Nursing student Kandice Power never considered herself a great writer.
So when she received notice that her essay, originally prepared for Dr. Sandra MacDonald’s class, Nursing Leadership and Management, had won first prize in the Jack Boan National Student Essay Competition, undergraduate category, she was a little surprised.
The competition is sponsored annually by the Justice Emmett Hall Memorial Foundation to foster and celebrate research in health policy, health economics and health services at the undergraduate and graduate level.
“I feel incredibly proud,” said Ms. Power, a fast-track student in the home stretch of her degree who wrote about the lack of universal access to the abortion pill Mifegymiso in Newfoundland and Labrador, and across many Canadian provinces. “It’s such a timely issue, and in the news, and I was really drawn to this topic.”
Her essay, Universality and Comprehensiveness of Medical Abortion Procedures in Canada, argues that, while Mifegymiso has been approved for use in Canada for a number of years, many provinces and territories have yet to commit to full coverage through their respective medical insurance plans.
“Mifegymiso is the treatment of choice for a medical abortion — therefore health insurance to cover this medication should be available to all women,” Ms. Power writes in her essay, which will be published on the Justice Emmett Hall Foundation website.
Call to action
The abortion issue has captured headlines around the globe recently, with the defeat of Irish abortion legislation that forbids abortion under most circumstances and forces many women to travel outside the country to have the procedure.
“This is what happens when you act on the issues that you are passionate about.”
While Ms. Power’s essay focus is not as sensational, the Canadian and Irish issues both touch on the fundamental principle of reasonable access to health-care service.
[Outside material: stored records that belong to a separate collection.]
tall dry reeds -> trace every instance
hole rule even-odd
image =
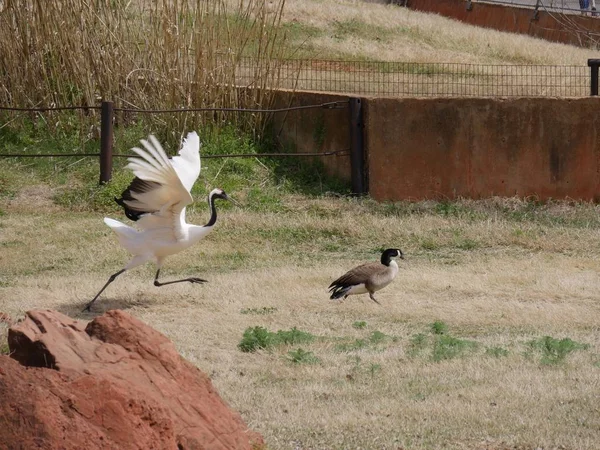
[[[0,104],[92,106],[107,99],[131,108],[268,106],[264,88],[277,85],[284,48],[284,3],[6,0]],[[248,59],[253,69],[245,86],[256,89],[240,90],[236,74]],[[247,120],[255,125],[261,118]]]

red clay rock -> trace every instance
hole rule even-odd
[[[0,358],[0,443],[10,449],[263,445],[205,374],[127,313],[84,326],[34,310],[8,337],[11,357],[30,366]]]
[[[0,312],[0,323],[7,323],[11,325],[13,323],[13,320],[8,314]]]

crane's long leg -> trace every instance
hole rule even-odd
[[[175,281],[165,281],[164,283],[161,283],[160,281],[158,281],[159,273],[160,273],[160,269],[158,269],[156,271],[156,276],[154,277],[154,286],[160,287],[160,286],[166,286],[167,284],[183,283],[184,281],[189,281],[190,283],[198,283],[198,284],[207,283],[206,280],[203,280],[202,278],[196,278],[196,277],[183,278],[181,280],[175,280]]]
[[[106,282],[106,284],[105,284],[104,286],[102,286],[102,289],[100,289],[100,292],[98,292],[98,293],[96,294],[96,296],[95,296],[95,297],[92,299],[92,301],[91,301],[91,302],[89,302],[89,303],[88,303],[88,304],[85,306],[85,308],[83,308],[82,312],[83,312],[83,311],[89,311],[89,310],[90,310],[90,308],[92,307],[92,304],[93,304],[93,303],[96,301],[96,299],[97,299],[98,297],[100,297],[100,294],[102,294],[102,293],[104,292],[104,289],[106,289],[110,283],[112,283],[113,281],[115,281],[115,278],[117,278],[119,275],[121,275],[121,274],[122,274],[123,272],[125,272],[126,270],[127,270],[127,269],[121,269],[121,270],[119,270],[117,273],[113,273],[113,274],[110,276],[110,278],[108,279],[108,281]]]

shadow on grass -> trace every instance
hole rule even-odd
[[[350,194],[350,183],[327,174],[325,165],[316,158],[294,156],[270,158],[274,181],[290,191],[304,195]]]
[[[133,308],[144,308],[155,303],[154,300],[146,298],[125,299],[120,297],[100,297],[94,302],[90,311],[82,311],[91,299],[77,300],[70,303],[63,303],[57,306],[56,310],[74,319],[92,320],[101,316],[111,309],[120,309],[127,311]]]

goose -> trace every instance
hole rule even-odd
[[[377,304],[374,294],[390,284],[398,274],[398,264],[392,258],[404,259],[402,250],[388,248],[381,254],[380,262],[370,262],[356,266],[329,285],[331,299],[349,295],[366,294]]]
[[[208,195],[210,219],[204,226],[191,225],[185,221],[185,208],[193,199],[190,191],[200,175],[200,138],[196,132],[188,133],[178,156],[168,158],[158,140],[150,135],[140,140],[144,149],[134,147],[139,156],[128,158],[135,178],[115,201],[125,210],[125,215],[136,222],[137,228],[125,225],[109,217],[104,218],[117,235],[119,243],[133,257],[118,272],[112,274],[100,292],[83,311],[89,311],[96,299],[123,272],[148,261],[156,265],[154,286],[174,283],[206,283],[197,277],[181,280],[158,281],[165,258],[179,253],[204,238],[217,222],[217,199],[230,200],[223,189],[213,189]]]

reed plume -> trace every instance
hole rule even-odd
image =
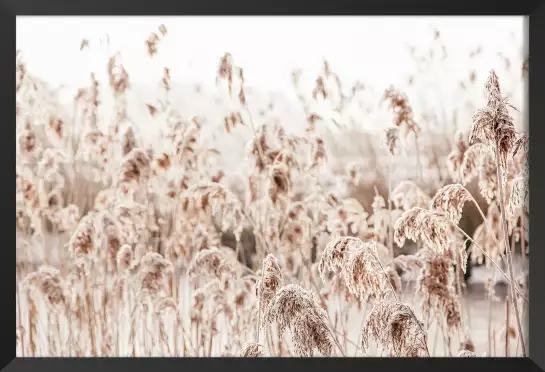
[[[422,208],[411,208],[395,223],[394,239],[398,246],[406,238],[422,241],[430,249],[441,253],[450,249],[451,237],[446,219]]]
[[[423,327],[409,306],[397,301],[381,301],[365,319],[361,330],[362,347],[367,350],[374,341],[392,357],[429,356]]]
[[[277,324],[279,337],[289,329],[295,352],[312,356],[318,349],[324,356],[332,353],[327,313],[319,306],[314,294],[297,284],[280,288],[272,298],[263,317],[263,325]]]
[[[431,207],[446,214],[451,221],[458,224],[462,218],[464,204],[472,199],[469,191],[462,185],[446,185],[437,191]]]
[[[238,354],[240,357],[247,358],[259,358],[259,357],[268,357],[267,349],[261,344],[256,344],[255,342],[246,342],[242,345],[242,348]]]

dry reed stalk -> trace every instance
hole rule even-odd
[[[509,296],[507,296],[507,298],[505,299],[505,329],[506,329],[506,332],[505,332],[505,356],[506,357],[509,357],[509,332],[508,332],[508,329],[509,327],[511,326],[511,322],[510,322],[510,319],[509,319],[509,309],[510,309],[510,306],[509,306]]]
[[[23,308],[21,307],[21,294],[19,293],[19,286],[16,287],[16,297],[17,297],[17,331],[19,332],[19,337],[21,339],[21,356],[25,357],[25,332],[26,329],[23,325]]]
[[[492,350],[493,350],[493,355],[496,355],[496,330],[492,330]]]
[[[393,86],[390,86],[383,95],[383,100],[389,101],[390,109],[394,112],[394,125],[400,129],[403,129],[403,136],[407,137],[410,132],[415,136],[415,146],[417,149],[417,169],[420,175],[420,180],[424,179],[422,174],[422,166],[420,162],[420,149],[418,146],[418,134],[420,133],[420,127],[415,122],[413,117],[413,109],[409,104],[408,97],[396,90]]]
[[[500,210],[501,210],[501,215],[502,215],[502,224],[503,224],[503,232],[504,232],[504,236],[507,237],[509,236],[508,234],[508,229],[507,229],[507,219],[505,217],[505,194],[504,194],[504,191],[503,191],[503,181],[501,179],[501,164],[500,164],[500,156],[499,154],[496,154],[496,165],[497,165],[497,174],[498,174],[498,183],[500,185],[500,195],[501,195],[501,202],[500,202]],[[521,346],[522,346],[522,355],[524,357],[526,357],[526,345],[525,345],[525,341],[524,341],[524,333],[522,332],[522,322],[521,322],[521,319],[520,319],[520,313],[519,313],[519,308],[518,308],[518,304],[517,304],[517,294],[515,292],[515,285],[516,285],[516,282],[514,280],[515,276],[514,276],[514,273],[513,273],[513,254],[511,252],[511,247],[509,246],[509,243],[507,242],[507,239],[504,239],[504,243],[505,243],[505,252],[506,252],[506,256],[507,256],[507,266],[508,266],[508,270],[509,270],[509,276],[510,276],[510,279],[511,279],[511,296],[513,297],[512,298],[512,304],[513,304],[513,307],[515,309],[515,316],[516,316],[516,319],[517,319],[517,326],[518,326],[518,329],[519,329],[519,338],[521,340]]]
[[[89,277],[86,272],[83,273],[83,286],[85,297],[85,308],[87,309],[87,316],[89,319],[89,336],[91,338],[91,356],[98,356],[96,336],[95,336],[95,309],[93,299],[91,298],[91,288],[89,287]]]
[[[365,324],[366,319],[367,319],[367,306],[363,308],[363,315],[361,317],[361,324],[359,329],[363,329],[363,325]],[[359,345],[361,345],[361,336],[362,336],[362,333],[360,332],[358,336],[358,341],[356,342],[356,350],[354,351],[354,357],[358,356]]]
[[[259,330],[261,329],[261,313],[264,313],[270,301],[276,295],[276,291],[282,286],[282,273],[278,267],[276,258],[269,254],[261,267],[261,279],[256,283],[255,290],[258,296],[257,305],[257,331],[256,344],[259,343]]]
[[[493,340],[493,333],[492,333],[492,303],[494,301],[494,281],[495,273],[491,274],[491,277],[487,280],[485,284],[485,288],[487,291],[487,299],[488,299],[488,356],[492,356],[492,340]]]
[[[32,356],[37,356],[37,347],[36,347],[36,338],[38,337],[38,310],[36,308],[36,303],[32,298],[30,293],[27,293],[27,301],[29,304],[28,310],[28,324],[29,324],[29,347],[30,354]]]
[[[394,155],[390,154],[390,162],[388,164],[388,218],[389,226],[392,225],[392,167],[394,162]],[[388,227],[388,248],[390,249],[390,255],[392,259],[395,257],[394,254],[394,230],[391,227]]]
[[[505,236],[504,245],[507,256],[509,279],[511,280],[511,301],[513,302],[513,307],[515,309],[519,337],[521,338],[522,354],[523,356],[526,356],[526,346],[522,333],[522,323],[515,293],[516,284],[513,274],[512,252],[509,242],[507,241],[509,232],[505,213],[506,198],[504,193],[504,184],[507,177],[507,155],[513,148],[516,132],[513,119],[509,116],[508,112],[508,106],[510,105],[507,98],[503,97],[501,94],[498,77],[494,71],[490,72],[490,75],[486,81],[485,93],[487,105],[483,109],[478,110],[473,117],[470,142],[473,142],[477,138],[482,139],[488,144],[495,154],[496,179],[499,186],[500,197],[499,204],[503,233]]]
[[[52,348],[52,355],[56,355],[59,344],[57,343],[57,340],[54,339],[54,332],[58,329],[58,313],[66,312],[68,309],[68,303],[66,300],[67,292],[64,281],[58,270],[48,266],[41,266],[37,271],[28,274],[21,285],[27,292],[27,298],[30,304],[29,325],[31,333],[31,349],[35,349],[35,347],[32,346],[34,343],[33,336],[37,336],[36,322],[39,315],[34,302],[34,296],[39,296],[45,301],[47,310],[47,339],[49,341],[48,346],[50,348],[48,351],[51,352]]]
[[[159,335],[161,338],[161,344],[166,347],[167,352],[170,356],[175,356],[172,353],[172,350],[169,345],[169,337],[165,330],[165,314],[175,315],[178,314],[178,306],[176,305],[175,300],[172,297],[158,297],[153,302],[154,318],[159,328]],[[175,330],[176,331],[176,330]],[[177,352],[175,346],[175,353]]]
In Canada, this is guaranteed under the Canada Health Act.
“This is what happens when you act on the issues that you are passionate about,” said Dr. MacDonald, who encouraged Ms. Power to submit the essay for competition.
“Kandice’s essay is a call to action for all registered nurses in Canada to ensure equal access to medically necessary procedures. She has shown us all how to be advocates for change.”
It’s the second time in recent years that a Memorial School of Nursing student has won the Jack Boan essay competition. In 2015 Andrea Crowe received the award for her essay about access to physician-assisted suicide and published an article on the topic in ARNNL ACCESS magazine.